Certain Man came in from doing chores and decided to rustle up a salad for his supper. I offered to fix him something, but he waved me off. “You take care of the ladies,” he said. “I got this.” So, I made OGN and Cecilia their supper, got Cecilia into her jammies and back on her chair, then went back to my desk to work on some more reports. About ten minutes into my work of entering the extra prescriptions that I’ve had this month for OGN, I thought I heard him rustling around in the kitchen. I knew he had finished his salad, and I couldn’t figure out what he needed now.
“Sweetheart, ” I called from the study, “is there something I can get for you?” (Sometimes after he has eaten his meal, he decides he wants something else, but it isn’t as predictable as to what that might be since he has been trying to 1’cut back.”)
“Nope,” he answered cheerfully. “I’m just gonna’ make some sweet tea.” Oh, that’s right!
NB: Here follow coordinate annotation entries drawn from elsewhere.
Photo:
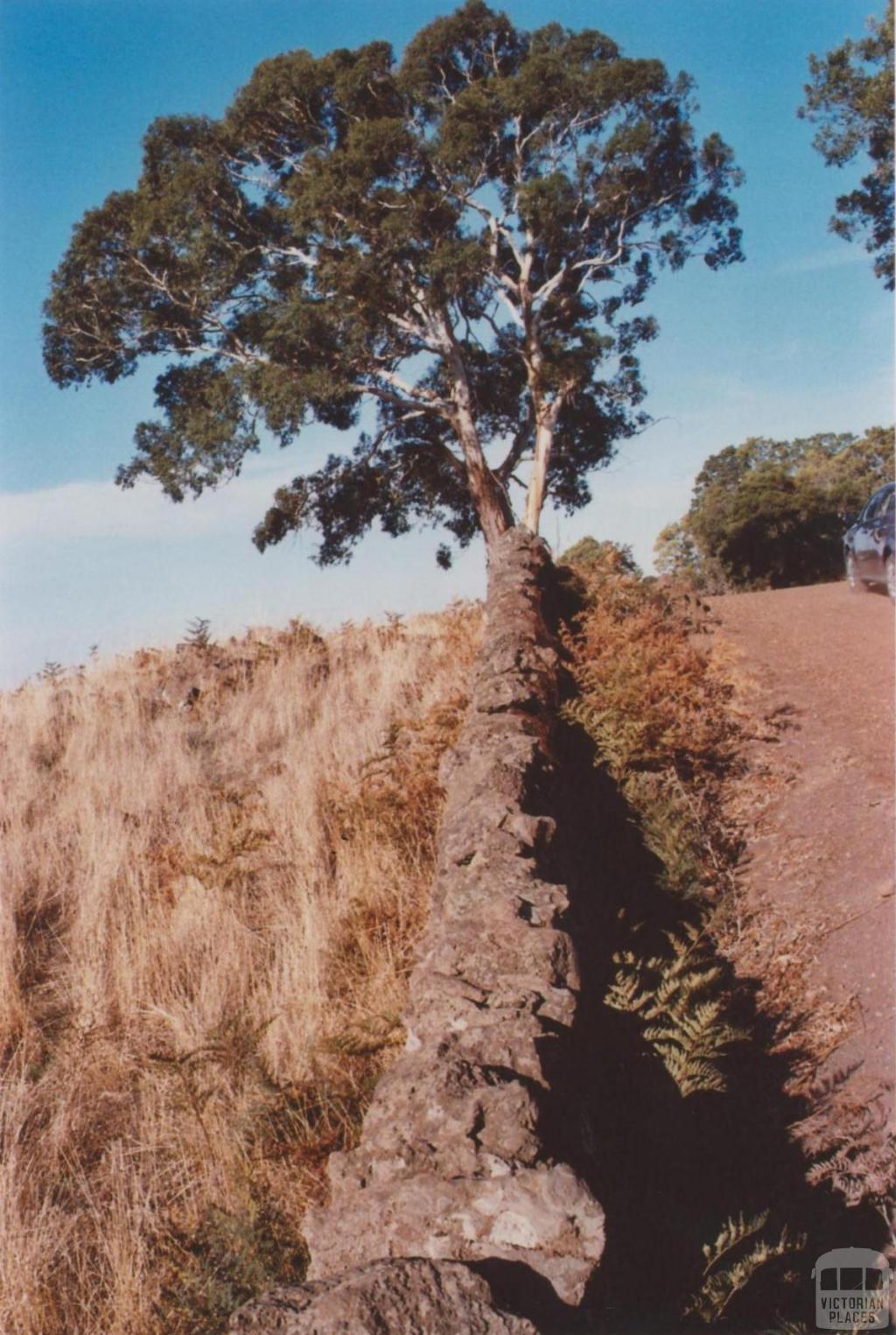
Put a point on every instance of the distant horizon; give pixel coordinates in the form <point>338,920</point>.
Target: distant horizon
<point>794,342</point>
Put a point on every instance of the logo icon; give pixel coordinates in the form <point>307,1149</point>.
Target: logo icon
<point>852,1289</point>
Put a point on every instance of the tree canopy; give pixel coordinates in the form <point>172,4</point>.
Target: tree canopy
<point>850,99</point>
<point>772,513</point>
<point>459,236</point>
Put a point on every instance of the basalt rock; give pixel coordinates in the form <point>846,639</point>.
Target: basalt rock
<point>454,1162</point>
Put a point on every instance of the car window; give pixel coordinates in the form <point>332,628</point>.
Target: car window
<point>873,506</point>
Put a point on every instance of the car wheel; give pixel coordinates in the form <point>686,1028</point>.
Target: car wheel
<point>852,574</point>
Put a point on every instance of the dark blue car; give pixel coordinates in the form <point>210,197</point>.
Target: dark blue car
<point>868,545</point>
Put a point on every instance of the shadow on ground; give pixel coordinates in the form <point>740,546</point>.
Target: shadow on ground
<point>668,1171</point>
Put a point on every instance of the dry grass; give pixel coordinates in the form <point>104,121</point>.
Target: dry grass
<point>208,912</point>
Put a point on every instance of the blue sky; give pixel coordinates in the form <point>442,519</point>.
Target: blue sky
<point>794,341</point>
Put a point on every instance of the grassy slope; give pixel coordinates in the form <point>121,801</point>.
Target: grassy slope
<point>205,936</point>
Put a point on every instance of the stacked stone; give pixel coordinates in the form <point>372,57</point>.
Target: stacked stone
<point>452,1166</point>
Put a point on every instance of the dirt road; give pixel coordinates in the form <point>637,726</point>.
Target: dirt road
<point>822,843</point>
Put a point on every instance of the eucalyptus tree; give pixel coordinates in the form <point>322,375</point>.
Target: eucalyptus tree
<point>850,99</point>
<point>459,238</point>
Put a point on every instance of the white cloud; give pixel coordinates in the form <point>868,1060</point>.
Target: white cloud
<point>103,510</point>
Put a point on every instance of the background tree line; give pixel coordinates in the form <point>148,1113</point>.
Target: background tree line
<point>772,513</point>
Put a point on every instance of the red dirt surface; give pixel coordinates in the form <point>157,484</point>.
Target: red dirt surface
<point>820,832</point>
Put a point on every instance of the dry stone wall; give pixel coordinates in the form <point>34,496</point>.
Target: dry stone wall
<point>453,1180</point>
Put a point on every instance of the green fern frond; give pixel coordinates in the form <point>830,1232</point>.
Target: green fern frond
<point>682,1006</point>
<point>721,1283</point>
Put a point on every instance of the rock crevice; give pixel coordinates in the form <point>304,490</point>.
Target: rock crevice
<point>454,1169</point>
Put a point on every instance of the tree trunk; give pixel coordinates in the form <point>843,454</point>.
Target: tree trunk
<point>452,1172</point>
The pitcher was empty after supper.
“I can make that for you,” I say, as I get up from my desk chair and come back out to the kitchen. “I’ll be glad to make that for you!”
“Nah,” he said, pulling the Tupperware container down from the cupboard where we keep our family sized tea bags. “I can make it. I gotta’ learn how sometime. You aren’t gonna’ live for– -gonna’ always be around to make the tea, and I need to know how.” He avoided looking at me as he dug the three teabags out and searched for the 4-cup pyrex measuring container that we use to make a gallon of sweet tea.
“Huh,” I said to him, “It’s true that I’m not going to live forever. I think there’s pretty much evidence to indicate that none of us live forever. But my question is, ‘What makes you think I’m going anywhere first???'” And I scrunched up my face at him.
And he didn’t even answer that question, at least not that I can remember, but he had the sense to laugh. I washed the pitcher, measured in the sugar, he brought the hot, steeping teabags and dumped them in the pitcher and I stirred while he poured in the ice. It turned out perfect in every way. He could have done it by himself, it’s true. He honestly does know how. That little observation about the reason he should be “learning to make sweet tea” was completely uncalled for.
And now, I’m going to go put ladies to bed and then try to finish some more charting while he watches his beloved Ohio State play basketball. It’s a quiet night at Shady Acres.